Creating Satire Through Music: Cristina Lord

Cristina Lord is one of the commissioned composers for our upcoming Flash Operas Program at Symphony Space on May 5 and 6.  She has written her Flash Opera based on the story ‘Pledge Drive’ by Patricia Marx.  In advance of our upcoming workshop of her piece, we asked her about what she was thinking about as she worked and what kinds of challenges her story presented to her writing process.  Here are some of her thoughts…

EiO: While you wrote your libretto, were you also imagining the music?  How much did this impact your finished piece?

Cristina: While I didn’t have specific music in mind, I did have a pretty firm idea regarding the emotional contour. I let the text guide me with its sarcasm, self-awareness, and wit. Given this nature, I knew I wanted something humorous with dark undertones, and ridiculous in all the right ways. This led me to write frequent shifts in the music, some more rapid than others, in an array of musical languages that culminate in something unapologetically postmodern.

Pledge Drive SCORE 2a

Score excerpt from Cristina Lord’s ‘Pledge Drive.’

EiO: What challenges did your story present in terms of character and narrative?  How did you resolve these challenges with your music?
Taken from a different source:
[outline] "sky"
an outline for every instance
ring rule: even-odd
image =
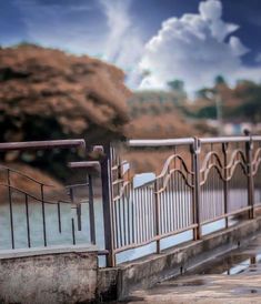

Cristina: Pledge Drive by Patricia Marx is more akin to a portrait of a character than a traditional narrative. However, it does pose important questions about society like any good narrative should. The way I see it, there are three characters in the story: Patty, the narrator(s), and the audience. While every story has an intended audience, Pledge Drive is unique in its assertively direct attitude towards the audience.

Surprisingly, Patty isn’t involved in any direct action in the text – she is only referenced (albeit relentlessly). While translating the libretto to opera, I decided it was important to physically represent her. She is unknowingly the star of the show; she is not only the focal point of humor and sarcasm, but is also the lens for questioning societal behavior. Musically, Patty’s part is very present, but never substantive. For example, she has impressive and soaring lines, but none of them involve text that push the narrative. Also, her lines are almost always dependent on the narrator.

In order to avoid the musical and narrative stagnation that can occur with a single voice, I made the decision to have the narrator be represented by two people instead of one. This approach creates a dialogue to engage the audience. It also enables this character to be more chaotic and therefore have greater impact on the audience and Patty. Furthermore, having two narrators creates the semblance of a group, which is a much better representation of society than just one would be. This way, the storyline becomes a societal commentary instead of a single person’s opinion.

EiO: What big questions do you have about how the musicians will respond to the music? 

Cristina: So much of the music relies on the theatrical interpretation, and so I’m hoping that my ideas and intentions will come across clearly. While I undoubtedly want the musicians and audience to have fun with the music, I also hope that it leaves them with questions and self-reflection.